He looked at her and bade her turn around.
He studied her features intently and after the pause announced, somewhat inanely, as may be seen:
“Excellent. I am devoted to orphans. I favor them in my shop. I employ them. I will employ you. Your duties, you know, will be only to wear beautiful clothes. Silks and laces. You understand what a manikin is?”
Miss Swinburne nodded graciously.
“To show my fashionable customers how beautiful are my clothes,” said Mr. Blute, as if Miss Swinburne hadn’t understood.
An excitement again appeared to possess him and as if to contain himself he added abruptly:
“You are accepted, Miss Swinburne. Will you sit over there?” In this same peculiar and abrupt manner Mr. Blute selected the five others from the group. There were several whom Mr. Blute dismissed reluctantly, gazing with glowing eyes upon their lovely faces and turning them around and around before him.
“Ah—ah—” he murmured each time. “You are what I want—what I desire—but—unsuited. Too bad.”
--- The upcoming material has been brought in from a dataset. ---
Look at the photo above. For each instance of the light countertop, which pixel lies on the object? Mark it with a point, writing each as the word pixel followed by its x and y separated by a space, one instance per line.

He shook his massive head sorrowfully, clucked dismally with his tongue and waved his hand toward the door. But on the whole the six whom he had chosen were among the most remarkable of the beautiful young women.
When the others had departed Mr. Blute sprang from his chair and announced sweetly.
“So. It is settled. You shall all wear beautiful clothes and receive twenty-five dollars each a week. Hugo Blute is not cheap. No. He is—ha!”
He indulged in a vague trilling little laugh and, paused thus in his praise, he assumed a droll position, his short arms folded across his bulky chest, his large head thrown back.
“But there must be a contract, ladies,” he went on. “You must agree to place yourselves in my hands for two days. I will take you to the St. John Hotel and send you my most beautiful dresses to become acquainted with. I wish you to try them on and become used to their lines and able to wear them—magnificently.”
Here Mr. Blute indulged in his little trilling laugh again and the six beautiful young women regarded his mysterious amusement with six beautiful smiles.
“You will wear them a long time,” he said. “I employ orphans and am kind to them. I employ them as long as they remain beautiful. Your only duties while I employ you will be to show off my exquisite dresses to the fashionable ladies. Do I speak plainly? Am I understood?”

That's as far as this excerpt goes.